1.1De rechtbank verklaart het beroep ongegrond. Hierna legt de rechtbank uit hoe zij tot dit oordeel komt en welke gevolgen dit oordeel heeft.
2. Eiser ontvangt een bijstandsuitkering naar de norm van een alleenstaande.
Met de schikking van 5 juli 2021 is in het proces-verbaal van de Centrale Raad van Beroep (CRvB) o.a. bepaald dat in de zaken met dossiernummers [dossiernummer 1] en [dossiernummer 2] Orionis de terugvordering beperkt tot de kosten van de verleende bijstand over de periode
1 januari 2015 tot en met 31 januari 2018.
Uit de uitkeringsspecificatie van de maand januari 2022 blijkt dat Orionis op het uitkeringsbedrag van € 1.091,71 een bedrag van € 54,59 inhoudt ter aflossing van een schuld die eiser bij Orionis heeft.

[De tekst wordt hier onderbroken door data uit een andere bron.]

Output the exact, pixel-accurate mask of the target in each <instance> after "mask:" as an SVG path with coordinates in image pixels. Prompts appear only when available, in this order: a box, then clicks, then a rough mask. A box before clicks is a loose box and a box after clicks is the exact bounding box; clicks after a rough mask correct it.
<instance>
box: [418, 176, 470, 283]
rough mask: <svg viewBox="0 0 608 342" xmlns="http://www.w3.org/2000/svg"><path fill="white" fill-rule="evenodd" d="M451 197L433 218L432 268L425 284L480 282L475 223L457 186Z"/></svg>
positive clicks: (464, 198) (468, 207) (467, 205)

Eiser heeft tegen de hiervoor genoemde uitkeringsspecificatie bezwaar gemaakt.
Met het bestreden besluit is het bezwaar van eiser tegen de uitkeringsspecificatie van
januari 2022 door Orionis niet-ontvankelijk verklaard.
Eiser heeft tegen het bestreden besluit beroep ingesteld.

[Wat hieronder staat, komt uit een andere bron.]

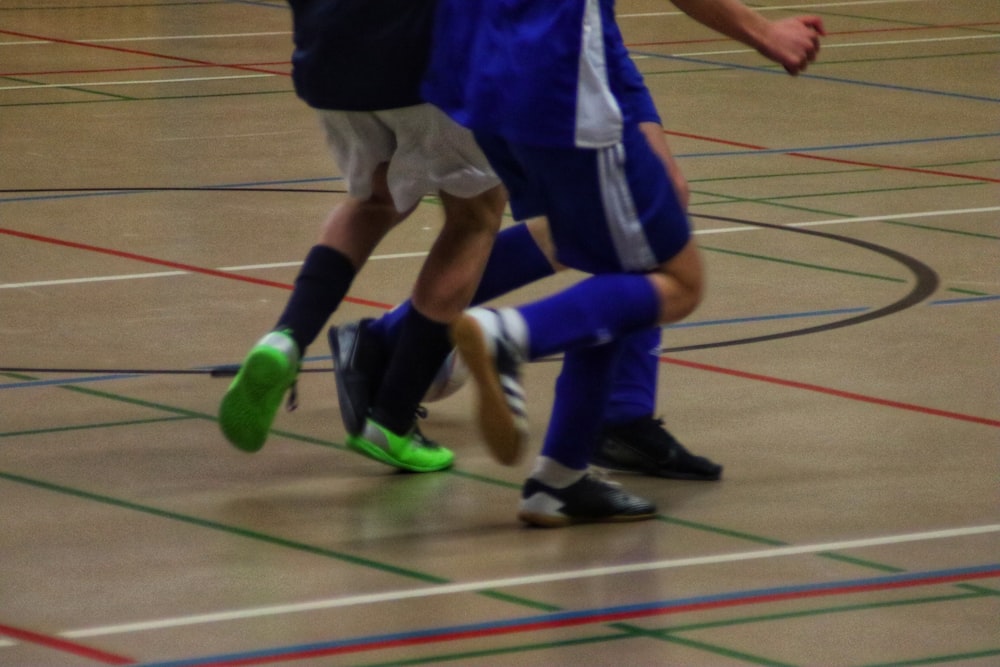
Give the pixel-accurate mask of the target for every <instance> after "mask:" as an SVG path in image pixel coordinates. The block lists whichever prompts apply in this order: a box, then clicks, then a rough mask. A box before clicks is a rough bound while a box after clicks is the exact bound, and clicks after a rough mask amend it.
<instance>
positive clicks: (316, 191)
mask: <svg viewBox="0 0 1000 667" xmlns="http://www.w3.org/2000/svg"><path fill="white" fill-rule="evenodd" d="M45 192H53V193H67V192H71V193H72V192H76V193H98V192H297V193H314V194H347V190H338V189H326V188H322V189H321V188H277V187H241V186H232V187H226V186H223V185H218V186H191V187H184V186H177V187H172V186H154V187H151V188H3V189H0V194H2V195H14V194H42V193H45Z"/></svg>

3. Orionis heeft aan het bestreden besluit ten grondslag gelegd dat het bezwaar van eiser geen besluit is in de zin van artikel 1:3 van de Awb en dat daardoor het bezwaar terecht niet-ontvankelijk is verklaard. Orionis doet dit onder verwijzing naar vaste rechtspraak van de CRvB. Uit deze rechtspraak volgt dat de rechtmatigheid van een eerder genomen besluit waarbij over de grondslag van periodiek te betalen uitkering is beslist, niet bij elke betaling opnieuw (integraal) aan de orde kan worden gesteld. Voor zover over een element van de uitkering al eerder een besluit is genomen en daarin bij een periodieke betaling geen wijzing optreedt, is in het algemeen slechts sprake van een herhaling van de uitvoering van een eerder genomen beslissing. Zo’n herhaling is op zichzelf niet gericht op enig rechtsgevolg dat niet al door de oorspronkelijke beslissing tot stand was gebracht en kan daarom niet worden aangemerkt als een besluit. Daarnaast maakt volgens Orionis de vordering met [nummer] onderdeel uit van de schikking van 5 juli 2021. Verder staat op de uitkeringsspecificatie als omschrijving: “Aflossing 5%, vordering [nummer] ” en in het overzicht schulden is als omschrijving opgenomen: “Niet voldoen inlichtingenplicht”. De omschrijving van het niet voldoen aan de inlichtingenplicht is een boetewaardige gedraging volgens Orionis.
4. Eiser vindt het onbegrijpelijk dat Orionis zijn bezwaarschrift niet-ontvankelijk heeft verklaard. Bij de uitkeringsspecificatie van januari 2022 zijn wel degelijk wijzigingen opgetreden, omdat met de schikking van 5 juli 2021 bij de CRvB de rechtmatigheid van een eerder genomen besluit is veranderd. Zo zou bij de schikking zijn vastgesteld dat het gaat om een boetewaardige gedraging en niet om een fraudezaak. Na de schikking is volgens eiser geen benadelingsbedrag berekend of boete vastgesteld. Ook wordt in de schikking niet vastgesteld waarom er een terugvordering kan worden opgelegd. Daarnaast wordt een ander debiteurnummer gekoppeld aan de terugvordering waar geen schending inlichtingenplicht aan ten grondslag ligt. Ten slotte is eiser van mening dat er vaak iets verandert door fictieve besluiten van Orionis die aan eiser niet kenbaar worden gemaakt.
5. In artikel 1:3, eerste lid, van de Awb is bepaald dat onder een besluit wordt verstaan: een schriftelijke beslissing van een bestuursorgaan, inhoudende een publiekrechtelijke rechtshandeling.